To wrap things up, I think the show has potential but it could use a lot of work for the musical numbers usually take a huge bite off the show's running time and therefore there's very little time allotted for the development of the storyline. That said, I'm also quite aware of the possibility that maybe The Kitchen Musical wasn't meant to be taken too seriously; it has after all, sent out an SOS over mushroom soup, presented George Michael's Freedom with sitars and paid a tongue-in-cheek tribute to an REO Speedwagon song that has long since become a karaoke favorite. So maybe it could just go on as it is. In the same way that most people would prefer spending an evening with family and friends in a KTV bar over dining in a five-star restaurant, not everything has to be a critically-acclaimed drama or a high-end spectacle for the general public to enjoy it. 

 Photo credits: The Kitchen Musical |Facebook and Ron Leyba


  1. studio 23 is airing show like this? it's quite an accomplishment. haha..

  2. Lol, it's actually shot in Singapore and shown on different channels depending on where you are. In the Philippines, it's on Studio23 although you can also catch it on AXN--I think.

  3. unfortunately won't be able to see this. I've seen the youtube clips and was wondering about the music rights.

    oh by the way, Sherlock is really good. season 2 is up already. thanks for the recommendation!

  4. Don't worry, you're not missing much. It's one of those shows that you just watch to kill time. I have trouble watching it every week as it is, I only rely on catch-up marathons and I didn't even finish the one they aired on new year's eve. As for the music rights I'm guessing that the producer already sorted that out since they're peddling the show overseas.

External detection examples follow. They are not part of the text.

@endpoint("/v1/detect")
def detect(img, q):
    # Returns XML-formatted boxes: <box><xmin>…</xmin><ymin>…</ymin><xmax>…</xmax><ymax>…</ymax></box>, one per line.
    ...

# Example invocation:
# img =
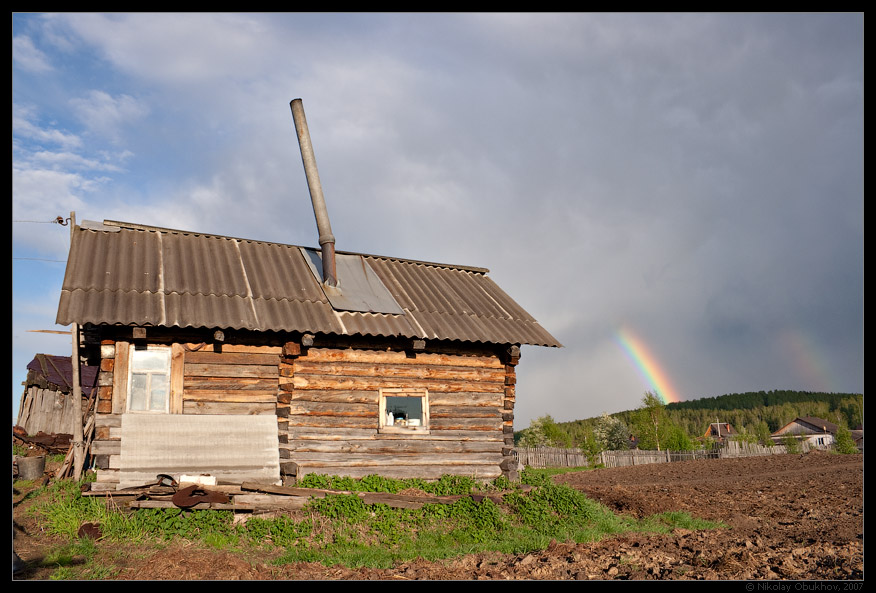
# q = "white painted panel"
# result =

    Oh, I ♥ Sherlock. Currently watching season 2...eagerly waiting for episode 3. Great way to start the year, eh? I'm still working on the review for episode 1 but I'll be lucky if the said blog entry even gets out before March. Prelims week is coming up so my free time is going to be spent devising multiple-choice questions. Blech. :(

  5. speaking of musicals, i think Kdrama What's Up has potential. i did watch it because of the writer Song Ji Na.

    Sherlock is awesome. Sherlock reminds me of toda erika's character in Keizoku 2: SPEC. At first, i was skeptical because most british shows i've watched are only great during the first episode. after that, it turns boring the following episodes. I can't even follow misfits, life on mars, or skins anymore. but sherlock is different.

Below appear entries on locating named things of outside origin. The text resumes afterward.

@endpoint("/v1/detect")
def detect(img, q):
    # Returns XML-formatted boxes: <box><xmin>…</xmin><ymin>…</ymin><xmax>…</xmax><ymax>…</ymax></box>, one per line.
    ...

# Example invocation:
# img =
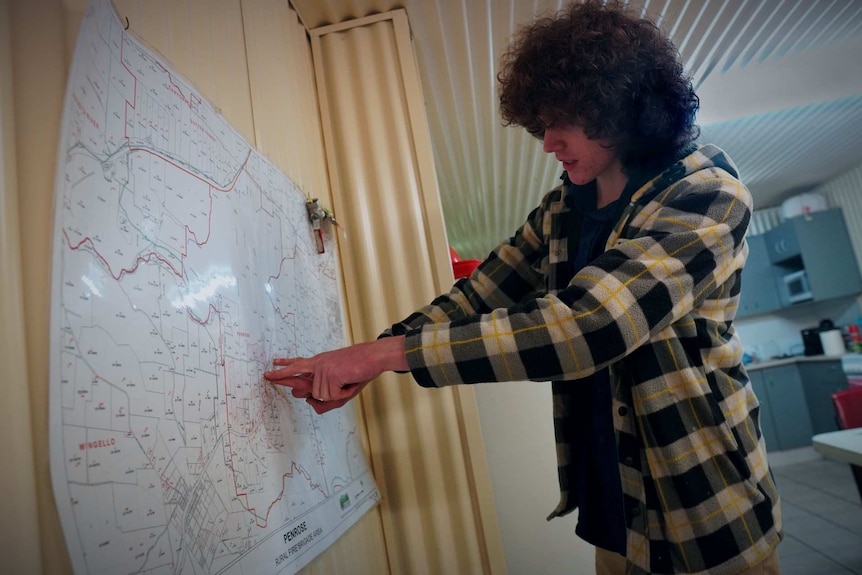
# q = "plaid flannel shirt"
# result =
<box><xmin>387</xmin><ymin>146</ymin><xmax>781</xmax><ymax>574</ymax></box>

  6. Oh, I haven't seen any kdramas lately. I think the last one I saw was last year's "Greatest Love" and that was a romcom by the overrated Hong sisters. If you think "What's Up" has potential, might check it up eventually provided I get the chance to get hold of a copy.

    Sherlock reminds you of Toda Erika's character in SPEC 2?!?! Ugh, I will not even dignify that with an answer. Lolz. But seriously, Sherlock is a great show. Maybe the fact that I only get 3 episodes a season has something to do with it but it's the only show that I was looking forward to this year. :)

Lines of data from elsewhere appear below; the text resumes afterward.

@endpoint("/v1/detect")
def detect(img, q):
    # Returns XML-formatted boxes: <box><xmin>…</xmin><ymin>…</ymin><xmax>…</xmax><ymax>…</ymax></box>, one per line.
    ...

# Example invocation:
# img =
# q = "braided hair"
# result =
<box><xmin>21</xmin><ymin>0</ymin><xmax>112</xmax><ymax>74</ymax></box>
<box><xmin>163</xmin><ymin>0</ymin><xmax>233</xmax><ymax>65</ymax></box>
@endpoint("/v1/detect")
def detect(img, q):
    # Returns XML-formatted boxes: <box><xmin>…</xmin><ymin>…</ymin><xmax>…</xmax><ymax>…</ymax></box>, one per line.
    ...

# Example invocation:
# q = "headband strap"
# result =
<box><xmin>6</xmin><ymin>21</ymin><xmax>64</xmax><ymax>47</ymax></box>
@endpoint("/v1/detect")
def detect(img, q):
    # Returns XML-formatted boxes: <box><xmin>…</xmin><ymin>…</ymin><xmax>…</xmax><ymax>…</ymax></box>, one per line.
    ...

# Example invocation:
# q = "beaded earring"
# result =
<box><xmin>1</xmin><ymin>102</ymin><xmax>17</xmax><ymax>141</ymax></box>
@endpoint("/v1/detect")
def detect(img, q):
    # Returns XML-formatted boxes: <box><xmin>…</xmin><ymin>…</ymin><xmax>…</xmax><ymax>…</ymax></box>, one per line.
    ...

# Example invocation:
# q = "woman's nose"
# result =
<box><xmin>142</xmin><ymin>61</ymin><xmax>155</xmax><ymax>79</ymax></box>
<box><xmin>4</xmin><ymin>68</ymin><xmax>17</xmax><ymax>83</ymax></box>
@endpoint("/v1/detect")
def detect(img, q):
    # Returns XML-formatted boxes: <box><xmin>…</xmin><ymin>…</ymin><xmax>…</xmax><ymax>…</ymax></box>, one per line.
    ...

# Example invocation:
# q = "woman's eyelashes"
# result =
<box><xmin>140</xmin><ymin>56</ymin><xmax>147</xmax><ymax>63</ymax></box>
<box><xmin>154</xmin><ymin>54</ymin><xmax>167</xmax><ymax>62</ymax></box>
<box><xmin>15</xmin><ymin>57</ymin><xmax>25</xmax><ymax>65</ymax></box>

  7. Kdrama is dead for me. No time. and hong sistahs? no way. haha..

    the way sherlock reacted about how excited he is about a dead body and case files, one character that popped out is toda erika's SPEC 2. I dont know, maybe a huge crush on toda did the damage.

    I'm not really a british tv specialist but it's what i've experienced to all the british tv shows for me, it goes downhill after episode 1. like what they've said about heroin, maybe i'm looking for that first high on episode 1 and can't get it after that.